Along the way I had to figure out:
- Tool calls (before that was a product feature anyone could just toggle on)
- How to summarize and compact a conversation as it grew
- When to use a smaller model for a task
- Prompt switching—what instructions to give the model at which stage so it knew what role it was playing
- Fallbacks and other practical “what happens when this breaks?” behaviors that real systems need
Technically, it worked. It did everything I wanted it to do within reason. It was just very slow and very expensive. Every time you pressed the button, I had so many processes firing behind the scenes you could practically count the dimes dropping on the floor.
Today we live in a world where it’s not six cents per thousand tokens, it’s more like five cents per million tokens (depending on what you’re using), and it’s a completely different game. That shift makes a lot more things possible. So it’s not that I was “too soon” or that I “wasn’t ambitious enough.” I had a lot of fun.
And by working on it, I got to see—early—what problems people were going to run into as they tried to deploy models, and what kinds of solutions they’d need: RAG, effective tool use, making sure a tool-using model has fallbacks, all of that.

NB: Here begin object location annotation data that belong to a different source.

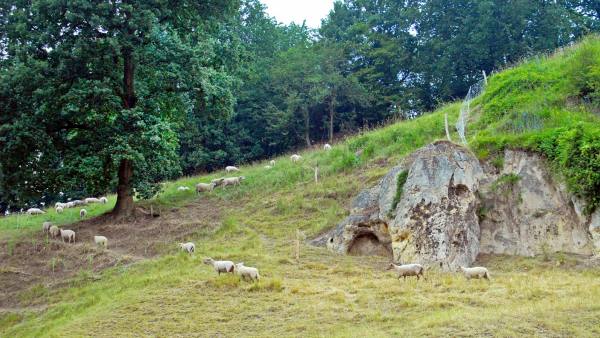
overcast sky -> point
(286, 11)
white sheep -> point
(46, 226)
(101, 240)
(54, 231)
(204, 187)
(67, 234)
(189, 247)
(408, 270)
(246, 271)
(221, 266)
(232, 181)
(477, 272)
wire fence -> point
(463, 119)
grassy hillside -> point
(144, 286)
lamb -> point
(246, 271)
(204, 187)
(34, 211)
(54, 231)
(101, 240)
(70, 234)
(232, 181)
(189, 247)
(408, 270)
(221, 266)
(477, 272)
(46, 226)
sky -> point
(286, 11)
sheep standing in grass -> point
(408, 270)
(246, 271)
(477, 272)
(232, 181)
(189, 247)
(204, 187)
(68, 234)
(221, 266)
(101, 240)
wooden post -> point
(447, 132)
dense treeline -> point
(101, 96)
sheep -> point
(246, 271)
(101, 240)
(189, 247)
(34, 211)
(232, 181)
(221, 266)
(70, 234)
(46, 226)
(204, 187)
(477, 272)
(408, 270)
(54, 231)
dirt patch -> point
(31, 265)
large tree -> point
(90, 91)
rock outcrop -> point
(453, 207)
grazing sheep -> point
(408, 270)
(54, 231)
(46, 226)
(204, 187)
(477, 272)
(34, 211)
(221, 266)
(232, 181)
(70, 234)
(189, 247)
(101, 240)
(246, 271)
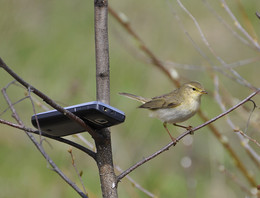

Also, for context: I didn’t borrow money from anyone. I didn’t do a startup. This was just something I did on my own time. The cost was sleepless nights trying to make everything work.
But the end result was: I tried so many different things that I ended up with a really good understanding of the space. And remember, this was the app that was demoed in June 2020, fully functional. If I could just plug a modern-day model into it that was super fast, it would work right now. It would be a really cool tool, and it would look to a lot of people like what they now call “agents.”
The real work—the thing that changed everything—was what it took researchers and engineers to do: make these models better and faster. That’s what made this whole category practical. Because now anybody can spin up an app like the one I made just by asking Codex to do it, which I always thought was the inevitable future anyway.
So my point is simple:
If you want to really become an expert—or at least someone who’s operating on the frontier—pick a really big challenge. Pick something so much bigger than yourself that it forces you to learn a hundred things you didn’t even know you needed. Then go do it.
Building that app is one of the reasons I got hired at OpenAI. I was able to show all these different things that could be done with their model—things people hadn’t even thought of yet, but that I knew were inevitable.